Over and above other native charms, Portugal is the perfect jump-off spot to explore other countries in Europe, the Med and North Africa. Travel inside Europe is relatively easy and affordable. We seriously intend to make the most of of our time here!

Best Travel Partner Ever! 
I have been asked how our relationship has fared under the demands of months of non-stop travel. Cookie and I came up with a device that works really well to avoid the squabbling that can result from a relationship under pressure. We arbitrarily decided anything that ‘happened’ on odd numbered days was all her fault, no matter what. I took blame for whatever calamities occurred on the even days, NMW.
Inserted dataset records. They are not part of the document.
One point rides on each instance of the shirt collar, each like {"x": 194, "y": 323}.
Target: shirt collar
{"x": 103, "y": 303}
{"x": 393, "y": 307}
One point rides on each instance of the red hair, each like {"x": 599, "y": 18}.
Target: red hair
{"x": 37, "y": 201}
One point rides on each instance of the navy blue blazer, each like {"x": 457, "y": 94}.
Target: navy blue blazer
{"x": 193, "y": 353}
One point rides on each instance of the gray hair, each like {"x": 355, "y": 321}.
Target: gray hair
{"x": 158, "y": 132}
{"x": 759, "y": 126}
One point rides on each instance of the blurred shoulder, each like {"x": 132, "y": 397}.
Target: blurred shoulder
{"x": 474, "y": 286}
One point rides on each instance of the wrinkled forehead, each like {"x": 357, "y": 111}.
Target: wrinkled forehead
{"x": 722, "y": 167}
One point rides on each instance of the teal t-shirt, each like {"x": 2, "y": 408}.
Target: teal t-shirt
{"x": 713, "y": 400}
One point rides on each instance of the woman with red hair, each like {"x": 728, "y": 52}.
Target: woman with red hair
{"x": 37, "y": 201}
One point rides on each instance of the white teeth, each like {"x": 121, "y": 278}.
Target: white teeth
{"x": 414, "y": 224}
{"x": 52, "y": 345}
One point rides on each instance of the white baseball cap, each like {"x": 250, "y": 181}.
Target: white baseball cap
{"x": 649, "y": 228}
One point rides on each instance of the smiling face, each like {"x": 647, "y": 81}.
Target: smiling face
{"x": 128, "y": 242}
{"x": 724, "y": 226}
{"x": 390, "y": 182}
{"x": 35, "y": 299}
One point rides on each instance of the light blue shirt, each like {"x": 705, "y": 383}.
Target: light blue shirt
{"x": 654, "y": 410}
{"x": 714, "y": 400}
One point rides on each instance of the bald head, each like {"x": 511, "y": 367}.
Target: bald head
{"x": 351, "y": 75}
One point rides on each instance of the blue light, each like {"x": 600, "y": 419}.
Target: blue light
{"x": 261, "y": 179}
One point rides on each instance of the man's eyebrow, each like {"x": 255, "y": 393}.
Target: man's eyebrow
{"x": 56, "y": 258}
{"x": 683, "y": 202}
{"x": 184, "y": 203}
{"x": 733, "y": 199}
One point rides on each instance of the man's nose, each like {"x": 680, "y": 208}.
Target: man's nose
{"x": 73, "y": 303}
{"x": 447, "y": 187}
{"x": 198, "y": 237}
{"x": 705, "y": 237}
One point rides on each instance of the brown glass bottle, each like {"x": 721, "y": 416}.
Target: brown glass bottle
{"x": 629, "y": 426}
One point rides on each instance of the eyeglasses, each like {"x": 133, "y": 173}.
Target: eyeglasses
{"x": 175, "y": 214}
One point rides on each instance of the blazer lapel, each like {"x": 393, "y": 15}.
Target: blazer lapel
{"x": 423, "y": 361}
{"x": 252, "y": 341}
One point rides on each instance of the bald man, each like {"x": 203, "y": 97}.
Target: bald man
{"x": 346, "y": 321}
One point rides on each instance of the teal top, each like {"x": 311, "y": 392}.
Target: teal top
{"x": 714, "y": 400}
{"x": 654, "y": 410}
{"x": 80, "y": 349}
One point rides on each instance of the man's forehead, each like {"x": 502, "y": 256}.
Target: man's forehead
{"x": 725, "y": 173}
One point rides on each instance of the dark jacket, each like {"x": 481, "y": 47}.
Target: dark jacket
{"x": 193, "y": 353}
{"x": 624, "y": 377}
It worked splendidly until her birthday came around on an odd numbered date. [It usually does…] Can you believe she actually expected a fault-free day of grace? We had a terrible fuss!

No – Seriously, the reason it works so well is how appropriately it holds up to ridicule all the petty little non-issues that couples often bedevil each other with.

Uber Survival Guide:
I usually find chatting with Uber drivers interesting, informative and fun. One cautionary I’ve learned the hard way is not to presume too heavily on their command of the English language. They have stock words and phrases they say, in different languages, over and over every day. However, some questions can be disastrous. I have learned that asking about some nearby town or how to pronounce the name of a place on a passing highway sign can cause confusion. I have occasionally found myself on the way to an unintended destination. Always an adventure!